In the code listed for the attack he could add dummy instructions such as nop
or even (conditional) jmps to make a search very difficult. My first solution
to this problem was that I needed an emulator to search for the clflush, but
that seems like a terrible solution, slow, prone to error etc. I quickly
realized that I could use the trace-flag to let the processor do the work. I
scrapped that idea too. The reason was I needed to install another interrupt
handler and that the trace flag can be deleted/detected from user mode, which
again would require at least a partial emulator for it to work. Thus I scrapped
this approach. Eventually I figured that using performance counters with
interrupt provided a neat solution to search for the needle in the haystack.
Also it would line up well with detections of the other types of CSC’s in a
real world implementation. Now the prerequisite for all these methods to work
is of cause that the attacker doesn’t use tons of obfuscation. He is however
not in a position to do so. Since the clflush timing differences the attacker
relies on are relatively short and modern processors isn’t exact time on any
instruction, the attacker is limited in how much obfuscation he can use, and
also very much in what kind of obfuscation he can use. From Gruss, Maurice & Wagner[3] I gathered that clflush
causes cache hits and dummy instruction that accesses memory has particularly
high variance, and is thus unsuitable for the attacker to use as obfuscation.
Thus it would be likely I’d get to my clflush in just one interrupt and that I
could stop looking after just a few. To my surprise I didn’t get any cache hits
on clflush on a Kentsfield processor. This lead me to conclude that most likely
there is a difference in the implementation of clflush/cache manager across
processors in respect to the interpretation of when to count. Being
conservative I thus went with the “instructions retired” event with the
downside that I need more interrupts and thus a high performance penalty to rule
out false negatives. The smart ones amongst you will notice that Kentsfield
doesn’t have a level 3 cache and my guess is that this is the reason for not
causing cache misses.

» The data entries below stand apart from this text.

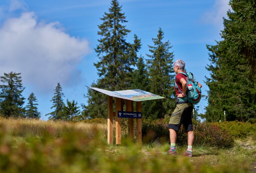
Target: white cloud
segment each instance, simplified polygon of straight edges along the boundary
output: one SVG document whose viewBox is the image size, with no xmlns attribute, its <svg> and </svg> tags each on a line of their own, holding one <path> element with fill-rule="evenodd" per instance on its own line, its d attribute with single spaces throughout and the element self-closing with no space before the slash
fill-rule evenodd
<svg viewBox="0 0 256 173">
<path fill-rule="evenodd" d="M 28 8 L 27 4 L 22 0 L 11 0 L 9 11 L 13 11 L 18 9 L 26 11 Z"/>
<path fill-rule="evenodd" d="M 212 8 L 203 15 L 203 20 L 207 23 L 213 24 L 219 29 L 222 29 L 222 18 L 227 18 L 227 12 L 229 9 L 231 9 L 229 2 L 229 0 L 216 0 Z"/>
<path fill-rule="evenodd" d="M 88 43 L 59 28 L 58 22 L 38 22 L 33 12 L 6 20 L 0 28 L 0 76 L 20 72 L 24 86 L 40 90 L 51 91 L 57 82 L 70 82 L 90 51 Z"/>
</svg>

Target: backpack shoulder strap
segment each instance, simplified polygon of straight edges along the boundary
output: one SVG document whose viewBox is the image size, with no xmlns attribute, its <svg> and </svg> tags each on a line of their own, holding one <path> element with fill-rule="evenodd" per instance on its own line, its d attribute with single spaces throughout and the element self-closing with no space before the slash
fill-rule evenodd
<svg viewBox="0 0 256 173">
<path fill-rule="evenodd" d="M 184 73 L 184 72 L 180 72 L 180 73 L 181 73 L 182 74 L 183 74 L 186 76 L 188 76 L 188 74 L 187 73 Z"/>
<path fill-rule="evenodd" d="M 176 88 L 178 89 L 178 90 L 179 90 L 179 91 L 181 93 L 182 93 L 182 92 L 181 92 L 181 90 L 180 89 L 180 88 L 179 88 L 179 87 L 178 86 L 178 85 L 177 85 L 177 84 L 176 83 L 176 79 L 175 79 L 174 80 L 174 82 L 175 83 L 175 86 L 176 87 Z"/>
</svg>

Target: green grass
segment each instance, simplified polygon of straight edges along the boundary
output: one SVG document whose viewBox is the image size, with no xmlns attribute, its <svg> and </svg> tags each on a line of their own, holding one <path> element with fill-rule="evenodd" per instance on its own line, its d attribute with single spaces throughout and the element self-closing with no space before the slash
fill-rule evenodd
<svg viewBox="0 0 256 173">
<path fill-rule="evenodd" d="M 156 140 L 142 145 L 123 138 L 106 144 L 106 124 L 0 119 L 0 172 L 254 172 L 255 137 L 235 140 L 229 148 L 203 143 L 193 146 L 194 157 L 185 157 L 187 146 Z"/>
</svg>

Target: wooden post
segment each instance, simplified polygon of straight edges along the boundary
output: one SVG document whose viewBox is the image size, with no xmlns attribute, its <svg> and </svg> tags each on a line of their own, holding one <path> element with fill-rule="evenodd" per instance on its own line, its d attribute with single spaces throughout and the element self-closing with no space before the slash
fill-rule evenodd
<svg viewBox="0 0 256 173">
<path fill-rule="evenodd" d="M 126 111 L 133 112 L 133 102 L 132 100 L 126 100 Z M 133 123 L 134 119 L 128 118 L 128 137 L 132 141 L 133 141 Z"/>
<path fill-rule="evenodd" d="M 136 104 L 137 112 L 142 112 L 141 102 L 137 102 Z M 137 143 L 139 144 L 142 143 L 142 118 L 136 118 L 136 136 Z"/>
<path fill-rule="evenodd" d="M 121 118 L 117 117 L 118 111 L 122 111 L 122 99 L 115 98 L 115 144 L 121 144 Z"/>
<path fill-rule="evenodd" d="M 107 144 L 113 144 L 113 97 L 107 96 Z"/>
</svg>

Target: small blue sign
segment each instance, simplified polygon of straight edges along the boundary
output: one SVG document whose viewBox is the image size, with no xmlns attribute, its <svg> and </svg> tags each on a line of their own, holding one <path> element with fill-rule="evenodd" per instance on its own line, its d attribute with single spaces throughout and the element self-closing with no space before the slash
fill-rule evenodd
<svg viewBox="0 0 256 173">
<path fill-rule="evenodd" d="M 127 112 L 118 111 L 117 117 L 120 118 L 141 118 L 142 113 L 139 112 Z"/>
</svg>

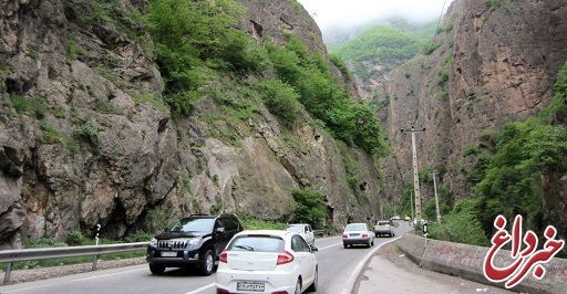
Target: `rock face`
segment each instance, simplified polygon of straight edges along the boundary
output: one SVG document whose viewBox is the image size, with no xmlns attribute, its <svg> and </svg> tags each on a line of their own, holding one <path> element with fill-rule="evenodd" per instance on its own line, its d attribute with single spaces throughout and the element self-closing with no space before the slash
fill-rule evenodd
<svg viewBox="0 0 567 294">
<path fill-rule="evenodd" d="M 388 128 L 395 156 L 384 164 L 392 177 L 386 193 L 399 195 L 402 182 L 413 181 L 410 136 L 400 128 L 414 126 L 426 129 L 416 135 L 420 169 L 442 171 L 437 180 L 453 200 L 471 196 L 465 175 L 475 158 L 465 149 L 548 105 L 567 60 L 566 20 L 567 3 L 559 0 L 453 1 L 432 41 L 439 48 L 389 76 Z M 433 196 L 432 186 L 422 183 L 423 203 Z"/>
<path fill-rule="evenodd" d="M 248 8 L 241 27 L 258 42 L 291 32 L 326 54 L 297 3 L 240 2 Z M 334 141 L 307 114 L 286 130 L 290 140 L 260 105 L 255 119 L 236 125 L 237 144 L 209 135 L 202 118 L 219 113 L 212 97 L 174 119 L 159 99 L 164 82 L 153 56 L 134 41 L 143 28 L 120 30 L 96 17 L 100 6 L 0 0 L 0 249 L 62 240 L 71 230 L 94 234 L 97 223 L 103 237 L 121 238 L 188 213 L 287 220 L 299 188 L 324 193 L 327 221 L 337 228 L 379 211 L 372 159 Z M 113 6 L 124 17 L 147 10 L 146 1 Z M 354 185 L 343 158 L 359 162 Z"/>
</svg>

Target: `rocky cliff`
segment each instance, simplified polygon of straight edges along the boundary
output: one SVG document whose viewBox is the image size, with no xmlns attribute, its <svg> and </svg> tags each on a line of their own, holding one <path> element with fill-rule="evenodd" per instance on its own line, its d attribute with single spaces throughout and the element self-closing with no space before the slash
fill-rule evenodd
<svg viewBox="0 0 567 294">
<path fill-rule="evenodd" d="M 470 197 L 476 158 L 465 150 L 549 104 L 567 60 L 566 20 L 559 0 L 453 1 L 426 50 L 389 75 L 389 197 L 413 181 L 411 138 L 400 132 L 411 126 L 425 128 L 416 134 L 420 169 L 439 170 L 452 201 Z M 433 182 L 422 182 L 422 204 L 431 197 Z"/>
<path fill-rule="evenodd" d="M 292 33 L 326 53 L 297 2 L 239 2 L 241 29 L 257 42 Z M 286 221 L 300 188 L 324 193 L 337 227 L 379 211 L 372 158 L 307 114 L 289 130 L 262 105 L 233 120 L 205 96 L 192 115 L 173 117 L 136 22 L 147 1 L 0 0 L 0 249 L 71 230 L 92 234 L 97 223 L 103 237 L 122 238 L 188 213 Z M 218 90 L 236 95 L 223 82 Z"/>
</svg>

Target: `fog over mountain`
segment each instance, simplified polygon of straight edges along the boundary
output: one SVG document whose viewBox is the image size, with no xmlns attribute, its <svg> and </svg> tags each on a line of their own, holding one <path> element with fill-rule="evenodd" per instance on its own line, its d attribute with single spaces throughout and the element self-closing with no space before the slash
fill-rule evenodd
<svg viewBox="0 0 567 294">
<path fill-rule="evenodd" d="M 298 0 L 321 31 L 352 29 L 390 17 L 415 22 L 439 19 L 453 0 Z"/>
</svg>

Thus I suspect that the cache hit event would do the
trick in a real world implementation.
A note on my detection PoC
I developed
my PoC on a WinXP 32 on a 4 core Kentsfield system. The reason for picking this
system was two fold. First and foremost it was the only one available to me. I
don’t own a computer and my wife would not find it amusing if my driver
crashing ended up causing damage to the file system on hers. Using Windows XP
32 also have a significant advantage – there is no patch guard which allows me
easy access to access the hardware directly. Real world implementation needs to
consider this. Now I did not actually hook the access violation interrupt
handler in the IDT. I opted for the easier solution of using vectored exception
handling in user mode. My reason to do this was that my method was based on
hardware features of the intel processor and thus I could use the existing
handler of windows without contaminating my results. From a development
perspective this allows me to work in ring 3 (which is a really great thing
when you’re testing a driver using remote desktop over VPN) and it gives me a
lot of handling of the interrupt for free – like figuring out why the access
violation was trigged in the first place. Despite using a Kentsfield processor, where
the attack cannot actually take place, the mechanism my detection can be tested
reliably and thus I’m confident that general process will extend to other
architectures as well.
Performance
First
comment I need to make is about the word performance. I this context it can
mean two things: First how well does the detection work in terms of false positives
and false negatives. Second what is the speed penalty for running the detection?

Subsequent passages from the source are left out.